Où sert la symétrie : (Su)ᵀv = uᵀSv, donc (λ₁ − λ₂)⟨u,v⟩ = 0, donc ⟨u,v⟩ = 0 dès que λ₁ ≠ λ₂. Valeur propre multiple → orthogonalité choisie (Gram-Schmidt). Sans symétrie, trois échecs : vecteurs propres non orthogonaux ; non diagonalisable ; λ complexes (rotation).
S = (2 1 ; 1 2) : λ = 3, 1 ; vecteurs (1,1) et (1,−1), orthogonaux ; P = (1/√2)(1 1 ; 1 −1).
« La symétrie fait passer S d'un côté à l'autre du produit scalaire, donc deux vecteurs propres de valeurs distinctes sont orthogonaux, donc il existe une base orthonormée propre, donc P est orthogonale et S = PDPᵀ. »
QLa matrice de covariance est symétrique par construction. Que garantit le théorème spectral gratuitement pour la PCA ?›
(1) Toujours diagonalisable : les composantes principales existent quel que soit le jeu de données. (2) Axes orthogonaux : les composantes sont décorrélées. (3) Valeurs propres réelles (et ≥ 0 car ce sont des variances) : lisibles comme variances expliquées.
« Une covariance est symétrique, donc le théorème spectral s'applique, donc les axes principaux existent, sont orthogonaux et portent des variances réelles positives. »
QPourquoi une matrice rectangulaire n × p n'a-t-elle pas de valeurs propres — et que fait-on à la place ?›
L'équation Av = λv est malformée : v ∈ ℝᵖ mais Av ∈ ℝⁿ, deux espaces différents. À la place : la SVD, A = UΣVᵀ, qui existe pour toute matrice. Contraste : diagonaliser exige carrée ET diagonalisable ; la SVD n'exige rien.
« Av et v ne vivent pas dans le même espace, donc on ne peut pas les comparer, donc il n'y a pas de valeur propre, donc on remplace l'idée par deux bases orthonormées reliées par Σ. »

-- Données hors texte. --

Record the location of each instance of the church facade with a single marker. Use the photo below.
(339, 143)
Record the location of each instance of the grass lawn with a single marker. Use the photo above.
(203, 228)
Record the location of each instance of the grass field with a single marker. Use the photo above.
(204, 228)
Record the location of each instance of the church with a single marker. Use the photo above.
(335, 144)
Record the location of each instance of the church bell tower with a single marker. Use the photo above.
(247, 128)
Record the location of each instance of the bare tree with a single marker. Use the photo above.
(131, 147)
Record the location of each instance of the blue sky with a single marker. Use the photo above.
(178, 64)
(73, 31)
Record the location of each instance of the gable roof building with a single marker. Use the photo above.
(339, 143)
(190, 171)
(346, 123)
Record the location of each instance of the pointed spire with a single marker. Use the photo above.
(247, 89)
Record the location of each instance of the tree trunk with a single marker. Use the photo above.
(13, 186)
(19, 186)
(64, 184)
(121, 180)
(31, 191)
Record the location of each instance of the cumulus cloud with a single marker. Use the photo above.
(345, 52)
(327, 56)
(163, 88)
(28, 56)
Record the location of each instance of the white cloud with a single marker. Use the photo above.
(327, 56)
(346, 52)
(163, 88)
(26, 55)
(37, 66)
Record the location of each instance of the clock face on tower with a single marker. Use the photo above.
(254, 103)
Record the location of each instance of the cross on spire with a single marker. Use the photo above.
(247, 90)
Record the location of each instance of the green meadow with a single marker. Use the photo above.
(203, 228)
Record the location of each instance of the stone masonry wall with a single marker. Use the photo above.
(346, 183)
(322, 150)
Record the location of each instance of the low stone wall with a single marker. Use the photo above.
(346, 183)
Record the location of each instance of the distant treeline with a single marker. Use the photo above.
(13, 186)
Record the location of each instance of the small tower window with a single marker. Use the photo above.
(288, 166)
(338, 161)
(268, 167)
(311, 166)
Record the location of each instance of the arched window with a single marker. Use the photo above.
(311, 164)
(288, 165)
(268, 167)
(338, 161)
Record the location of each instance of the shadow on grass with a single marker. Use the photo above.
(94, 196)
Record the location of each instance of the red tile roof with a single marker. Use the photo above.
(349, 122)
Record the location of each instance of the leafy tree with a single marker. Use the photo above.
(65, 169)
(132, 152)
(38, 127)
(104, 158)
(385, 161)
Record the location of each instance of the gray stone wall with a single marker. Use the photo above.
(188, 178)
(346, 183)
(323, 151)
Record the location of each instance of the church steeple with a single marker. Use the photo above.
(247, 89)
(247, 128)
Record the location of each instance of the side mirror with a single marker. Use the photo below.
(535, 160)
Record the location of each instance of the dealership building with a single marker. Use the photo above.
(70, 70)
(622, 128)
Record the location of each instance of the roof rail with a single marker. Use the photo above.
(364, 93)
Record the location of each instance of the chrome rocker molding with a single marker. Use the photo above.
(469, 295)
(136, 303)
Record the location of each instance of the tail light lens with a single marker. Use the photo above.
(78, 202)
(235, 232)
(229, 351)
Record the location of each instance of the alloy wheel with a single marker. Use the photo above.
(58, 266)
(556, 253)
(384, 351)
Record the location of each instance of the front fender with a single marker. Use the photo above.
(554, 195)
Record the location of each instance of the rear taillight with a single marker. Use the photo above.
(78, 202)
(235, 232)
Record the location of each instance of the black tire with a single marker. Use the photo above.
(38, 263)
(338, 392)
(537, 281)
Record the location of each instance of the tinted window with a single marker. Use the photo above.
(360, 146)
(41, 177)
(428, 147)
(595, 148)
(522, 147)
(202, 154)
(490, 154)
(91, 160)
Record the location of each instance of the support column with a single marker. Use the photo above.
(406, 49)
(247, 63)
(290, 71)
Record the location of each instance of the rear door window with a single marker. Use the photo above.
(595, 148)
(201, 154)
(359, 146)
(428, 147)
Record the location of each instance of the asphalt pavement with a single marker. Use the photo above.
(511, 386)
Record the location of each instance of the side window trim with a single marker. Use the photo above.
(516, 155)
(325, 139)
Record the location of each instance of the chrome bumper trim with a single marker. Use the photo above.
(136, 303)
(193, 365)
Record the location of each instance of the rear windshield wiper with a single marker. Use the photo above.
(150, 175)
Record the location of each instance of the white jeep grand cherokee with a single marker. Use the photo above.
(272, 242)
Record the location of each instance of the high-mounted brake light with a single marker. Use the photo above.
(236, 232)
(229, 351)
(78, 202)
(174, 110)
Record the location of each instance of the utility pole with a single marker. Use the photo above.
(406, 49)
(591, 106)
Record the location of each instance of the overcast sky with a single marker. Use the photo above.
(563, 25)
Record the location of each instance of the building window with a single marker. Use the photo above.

QA rectangulaire : les valeurs propres de quelle matrice donnent ses valeurs singulières, et pourquoi la racine est-elle légitime ?›
Celles de AᵀA, carrée et symétrique : AᵀA = V(ΣᵀΣ)Vᵀ, donc σi = √λi(AᵀA). Légitime car vᵀAᵀAv = ‖Av‖² ≥ 0, donc les λi sont réelles et ≥ 0. Les colonnes de V sont les vecteurs propres de AᵀA, celles de U ceux de AAᵀ.
« AᵀA est symétrique positive, donc ses valeurs propres sont réelles positives, donc leur racine existe, donc ce sont les valeurs singulières de A. »
QValeurs propres et valeurs singulières d'une même matrice carrée : est-ce le même objet ?›
Deux questions différentes. Valeur propre : quelle direction est conservée (Av ∥ v) et par combien. Valeur singulière : par combien A étire au maximum, quelle que soit la direction de sortie. Symétrique SDP : σi = λi ; symétrique non SDP : σi = |λi|.
Rotation de 90° : aucune valeur propre réelle, deux valeurs singulières égales à 1. Cisaillement (1 1 ; 0 1) : λ = 1, 1 mais σ = 1,618 et 0,618.
« La valeur propre demande une direction invariante, la valeur singulière demande un étirement maximal, donc elles ne coïncident qu'en cas symétrique, donc en général σ ≠ λ même pour une matrice carrée. »
QQuel signal indique qu'il faut sortir les valeurs singulières plutôt que les valeurs propres ?›
Trois marqueurs : (1) matrice rectangulaire (données n × p) ; (2) question d'approximation de rang faible ou de compression ; (3) question de conditionnement ou de stabilité numérique (κ = σmax/σmin). Côté valeurs propres : Markov, PageRank, stabilité d'une dynamique.
« La SVD parle d'étirement et de rang, donc dès qu'on compresse, approxime ou mesure la sensibilité, on sort les σ ; les valeurs propres parlent d'invariance sous itération, donc on les sort pour la dynamique. »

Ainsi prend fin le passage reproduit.